Here are three of those truths that Graham regularly reiterates to me.
1. The best things in life can’t be bought. For example, an empty box is by far the most interesting and diverse toy a child can have, and often times it doesn’t cost a thing. Similarly, the happiest and most genuine smiles I’ve ever seen from my son are when he’s spending time with my husband and myself. Family time is by far Graham’s favorite time in the world. When I’m working at my desk during the day, he’ll slip into my room and cling to my legs until I spend time with him. He doesn’t want new toys or candy or to irritate me. He just wants my attention. He wants me to play with him. There is no fancy toy that can or ever will take the place of Mommy or Daddy time. Spending time with the people you love are where the greatest and most priceless memories come from.
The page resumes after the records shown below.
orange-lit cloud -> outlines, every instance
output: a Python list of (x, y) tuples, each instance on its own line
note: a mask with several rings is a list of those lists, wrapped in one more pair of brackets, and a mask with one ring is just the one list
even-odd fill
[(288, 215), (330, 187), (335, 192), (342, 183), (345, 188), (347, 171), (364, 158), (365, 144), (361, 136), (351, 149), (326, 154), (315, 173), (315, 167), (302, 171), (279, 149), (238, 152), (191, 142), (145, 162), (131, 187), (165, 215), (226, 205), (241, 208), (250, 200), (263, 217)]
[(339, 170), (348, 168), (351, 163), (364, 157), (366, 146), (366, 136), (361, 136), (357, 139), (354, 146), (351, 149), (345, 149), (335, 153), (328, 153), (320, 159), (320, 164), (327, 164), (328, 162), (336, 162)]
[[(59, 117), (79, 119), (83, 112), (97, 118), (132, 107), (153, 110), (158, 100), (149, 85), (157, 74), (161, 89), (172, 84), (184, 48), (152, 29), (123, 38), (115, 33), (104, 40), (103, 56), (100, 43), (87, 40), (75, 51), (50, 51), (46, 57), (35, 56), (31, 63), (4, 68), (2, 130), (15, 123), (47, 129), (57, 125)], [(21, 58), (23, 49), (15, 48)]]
2. The outdoors are good for your soul. Graham wants to be outside all the time. If he can get outside, he’ll go, whether anyone is following him or not (he’s terrifyingly independent sometimes). There is just something about Mother Nature that we need physically, emotionally, and spiritually. The air we breathe, beautiful sights that can fill our minds with awe, and the calmest feelings we may ever experience all can come from nature. Some of the most famous works of art have been inspired by the outdoors. Some of the greatest mysteries in the world and most incredible feats to ever be accomplished by man or woman have come directly from something in nature. From my own personal experience, when I need to settle down or clear my head, I go outside. I go for a walk in the woods. I sit at the beach and listen to the slow, rhythmical crash of the ocean’s waves. I sit on the rooftop outside my bedroom window and gaze at the twinkling stars. The next time you’re feeling down, frustrated, stressed, or angry, try taking yourself outside for a short (or long) time, and focus on how you feel while you’re out there.
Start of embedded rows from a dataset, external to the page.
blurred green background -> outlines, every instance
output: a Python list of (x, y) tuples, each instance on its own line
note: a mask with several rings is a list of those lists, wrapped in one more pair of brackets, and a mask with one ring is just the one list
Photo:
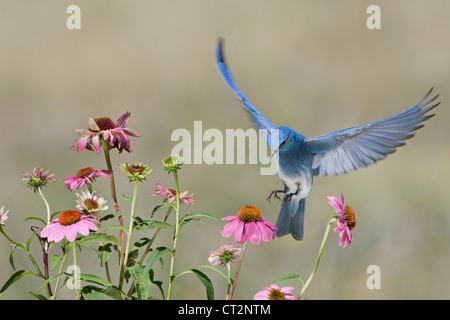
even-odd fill
[[(450, 2), (79, 0), (81, 30), (68, 30), (66, 8), (71, 4), (0, 4), (0, 206), (10, 210), (6, 230), (14, 239), (24, 242), (31, 235), (30, 226), (37, 222), (24, 222), (26, 217), (45, 216), (43, 202), (21, 180), (23, 171), (40, 167), (55, 173), (57, 182), (44, 194), (57, 211), (75, 208), (75, 192), (64, 189), (65, 177), (87, 166), (105, 168), (102, 155), (69, 150), (77, 139), (75, 129), (86, 129), (89, 117), (115, 121), (131, 111), (128, 127), (141, 137), (131, 138), (131, 154), (112, 151), (112, 161), (114, 166), (143, 162), (154, 168), (139, 189), (141, 217), (160, 203), (149, 196), (156, 183), (173, 187), (161, 165), (176, 144), (173, 130), (192, 131), (195, 120), (203, 121), (203, 130), (250, 128), (215, 66), (220, 36), (236, 82), (251, 103), (276, 126), (288, 125), (305, 136), (399, 113), (433, 86), (442, 101), (436, 117), (386, 160), (348, 175), (316, 178), (304, 240), (286, 236), (249, 245), (235, 298), (252, 299), (288, 273), (306, 280), (333, 213), (326, 196), (338, 196), (339, 190), (356, 211), (354, 240), (342, 248), (337, 234), (330, 234), (306, 297), (450, 298)], [(366, 27), (371, 4), (380, 5), (381, 30)], [(275, 222), (279, 203), (268, 203), (266, 197), (281, 183), (259, 170), (260, 165), (249, 164), (185, 165), (180, 188), (194, 193), (197, 204), (184, 206), (183, 212), (222, 218), (251, 204)], [(119, 193), (131, 195), (132, 185), (118, 168), (116, 179)], [(98, 179), (95, 189), (112, 207), (108, 183)], [(127, 223), (130, 205), (121, 198), (119, 203)], [(210, 220), (183, 228), (176, 271), (207, 264), (211, 250), (233, 242), (221, 238), (220, 230)], [(162, 232), (156, 245), (171, 246), (170, 238), (169, 231)], [(33, 246), (40, 262), (39, 248)], [(1, 237), (0, 285), (14, 272), (9, 249)], [(53, 250), (59, 253), (56, 246)], [(15, 251), (14, 261), (17, 270), (32, 269), (21, 251)], [(82, 272), (103, 276), (97, 261), (88, 248), (79, 254)], [(366, 287), (370, 265), (380, 267), (379, 290)], [(156, 272), (167, 282), (167, 275), (159, 268)], [(205, 272), (216, 298), (223, 299), (225, 281)], [(1, 299), (34, 299), (28, 292), (39, 284), (28, 277)], [(283, 285), (295, 286), (295, 294), (300, 290), (298, 281)], [(74, 296), (65, 290), (60, 298)], [(204, 299), (204, 288), (187, 275), (174, 283), (173, 298)]]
3. Never be ashamed to be yourself. Graham puts his own “spin” on things already. He has his own way to dance, has his own language in which to talk, is very opinionated about things he doesn’t like or doesn’t want to do, and has a curiosity unmatched by any other one-year-old I’ve ever known. And he’s easily one of the happiest toddlers in the world. He doesn’t try to be like anyone else. He’s just himself, with a boundless imagination, an incredibly silly sense of humor, and a wonderfully giggly and snorty laugh (that’s a lot like his mom’s). He’s blissful when he’s just being himself, and it doesn’t matter what anyone thinks of him. He’s walking forward in his own shoes and he’s happy doing it.
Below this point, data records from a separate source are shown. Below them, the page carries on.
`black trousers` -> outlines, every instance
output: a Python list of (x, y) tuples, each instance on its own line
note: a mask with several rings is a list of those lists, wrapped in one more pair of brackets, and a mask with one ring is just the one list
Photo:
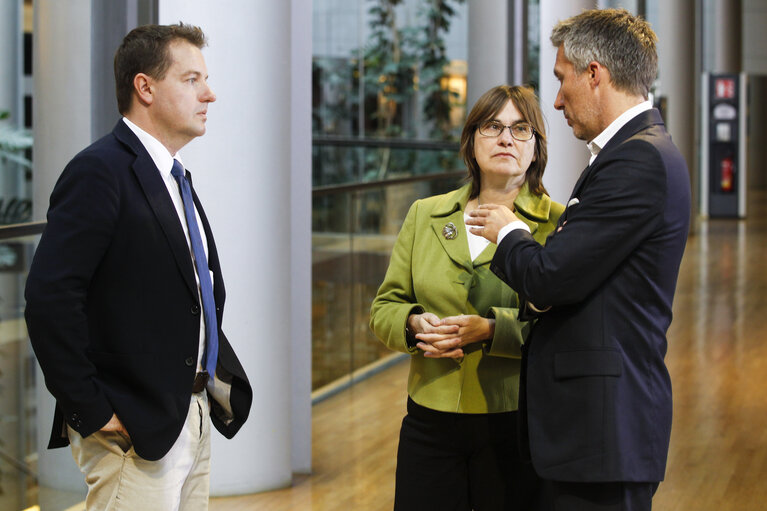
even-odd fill
[(447, 413), (408, 398), (395, 511), (529, 511), (540, 480), (517, 448), (517, 412)]
[(545, 511), (650, 511), (658, 483), (544, 481)]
There are gazillions of other little truths that are continually reinforced to me from my bubbly little son. I learn something from him every day. And I have yet to meet anyone who doesn’t like him. I don’t think it’s just because he’s cute, or that he’s only one year old. I’m pretty sure it’s because he lives these simple, yet profound truths, and he’s already progressing in his own forward walk through life. If we all were to act on these truths, no matter what our age or life experiences, I have no doubt that we all would be endlessly happy–just like him.